A governess arrives at a mansion to instruct the children. The daughter is not too interested: the diaries claim that she ruins them for marriage. It's the Victorian era, the lower classes live in a Dickensian environment, women who question the rules are considered hysterical, and phrenology, the art of determining a person's character based on the shape of their head, is in vogue. It's a world that the governess Winifred Notty, with a tumultuous past, will seek revenge against in a grandiose manner. Virginia Feito (Madrid, 1988) returns to the novel after the success of Mrs. March with Victorian Psycho (Lumen/La Campana), whose bloody and ironic protagonist shows that psychopathy and gore are also women's business. The novel was originally written in English, a language in which Feito feels more comfortable due to her training abroad, and it will be turned into a film starring Margaret Qualley (The Substance).
Change of era
“Now psychopaths are sexy. They are in fashion, explore them, romanticize them a little”
The title of your novel refers to American Psycho by Bret Easton Ellis. Are the killers comparable?
It was a distant nod that I should have thought more about, a very obvious statement of intent. It amused me because Patrick Bateman is my favorite literary psychopath, but they don't have that much in common. Except for a great anger. My real favorite psychopath is Robert Durst, from the series The Jinx.
Are psychopaths trendy nowadays?
Yes, and it's trendy to explore and romanticize them a bit. I think of Dexter, You. In the Victorian era, the term didn't exist, villains were villains, and their motives and origins of evil were not explored. In Wilkie Collins' The Woman in White, Count Fosco, one of my favorite villains, is clearly a psychopath for doing what he does, but it wasn't the same. Now, psychopaths are seen as sexy. They're in fashion.
Why?
For a long time it was too morbid and it was not right to dwell on these things, and now we are allowed to enter that territory a bit and assess it. The bad boy has always been in fashion. And our desensitization is growing, little can impact us and it is getting worse. We started with Mr. Rochester from Jane Eyre who had the madwoman in the attic and now we are with people who shoot parents in the face. My mother would say that we are insensitive to so much violence.
As its protagonist...
She has had a rough time, has seen many things. She neither feels nor suffers. And she's having a great time. She is a psychopathic villain, but with a great sense of humor, although she also uses it to manipulate you. She has social perspective, is very observant, knows how ridiculous her society can be. I really like her, I can't help it. She is a relatively classic villain, and I wonder if she was made or born that way.
What do you think?
I propose arguments in favor of both. I don't know to what extent each reader will justify what they do, knowing the abuse they have suffered. Many say that the people they kill often deserve it. But not the baby, or the poor servant. She's lovely until you bother her. Then, she gets rid of you. And she enjoys it. But if you are born in an environment where no one loves you, you don't form any kind of relationship with anyone, your own mother abandons you, your father says you are expendable, and all the time they are telling you that you are bad, I don't know if there comes a point where you believe it. Or if people instinctively sense that there is something dangerous about you, something is wrong with you.

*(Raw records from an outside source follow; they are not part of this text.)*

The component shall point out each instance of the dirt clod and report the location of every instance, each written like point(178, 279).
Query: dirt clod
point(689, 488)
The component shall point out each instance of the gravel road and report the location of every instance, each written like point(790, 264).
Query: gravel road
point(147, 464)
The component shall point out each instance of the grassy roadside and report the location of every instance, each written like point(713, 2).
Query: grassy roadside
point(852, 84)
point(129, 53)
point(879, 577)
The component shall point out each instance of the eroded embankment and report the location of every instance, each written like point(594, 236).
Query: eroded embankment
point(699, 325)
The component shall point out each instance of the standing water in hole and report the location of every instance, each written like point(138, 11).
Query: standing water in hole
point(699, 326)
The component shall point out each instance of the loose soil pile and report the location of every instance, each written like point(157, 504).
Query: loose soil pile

“Lately I see a tendency to praise female revenge”
A Dickensian Childhood...
Yes. Dickens was also very dark, he didn't hide the darkness and child abuse, violence, and prostitution. Then hope and kindness triumphed, perhaps. And here he would be scandalized. But reading real cases from the time, there was a female serial killer who was killing babies left in the care of single women who couldn't handle them: Amelia Dyer, my favorite female psychopath. She killed 400 or 500 that were found buried underground. It was a time of abuse, cruelty, so many babies were dying that they were thrown into the river. There were children stuck in chimneys and they would light fires to see if that would help... Reading things from the Victorian era, in the end, I would laugh, it was a parody of itself. I started to grow an aggressive laughter as I wrote. And all the ridiculous sexism. Any reason was enough to send a woman to the psychiatric hospital, Dickens himself tried it because he wanted to divorce. The novel is a critical parodic satire of the era.
For Notty, we all carry a demon inside, do you believe it?

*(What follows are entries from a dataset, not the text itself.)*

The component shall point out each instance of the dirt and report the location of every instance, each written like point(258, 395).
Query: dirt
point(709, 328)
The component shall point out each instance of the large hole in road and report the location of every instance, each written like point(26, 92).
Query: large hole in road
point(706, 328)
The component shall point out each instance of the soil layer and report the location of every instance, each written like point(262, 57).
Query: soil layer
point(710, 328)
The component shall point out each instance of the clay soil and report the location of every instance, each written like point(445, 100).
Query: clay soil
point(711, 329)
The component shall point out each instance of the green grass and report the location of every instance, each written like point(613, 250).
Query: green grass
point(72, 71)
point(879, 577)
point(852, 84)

I believe that all human beings have darkness within them to a greater or lesser extent. If all the bad things we have done were exposed, one after another, we would surely seem like villains too.

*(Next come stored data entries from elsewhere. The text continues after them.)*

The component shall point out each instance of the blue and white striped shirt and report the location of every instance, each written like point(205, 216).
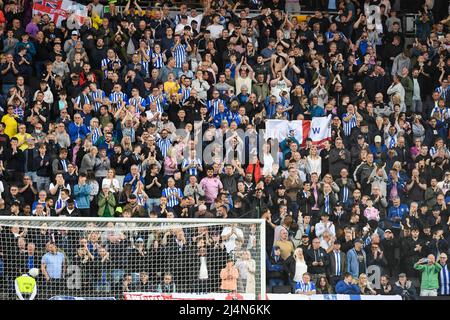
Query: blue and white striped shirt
point(146, 64)
point(443, 113)
point(348, 126)
point(136, 102)
point(95, 134)
point(443, 92)
point(108, 64)
point(179, 54)
point(444, 281)
point(116, 96)
point(185, 93)
point(304, 287)
point(191, 171)
point(158, 100)
point(86, 99)
point(338, 263)
point(61, 204)
point(164, 145)
point(99, 94)
point(213, 106)
point(158, 61)
point(172, 201)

Does your novel show that bloodthirsty psychopaths are no longer just a male thing?
It may be. Lately, I see a tendency to praise female revenge, understandable considering all they have done to us, poor things, we can finally grab a machete and kill them because we are fed up. I don't know how much they will defend Notty for being a woman, but I can understand a certain satisfaction in her fighting against patriarchy, especially the Victorian one. But the other things she does... are not right.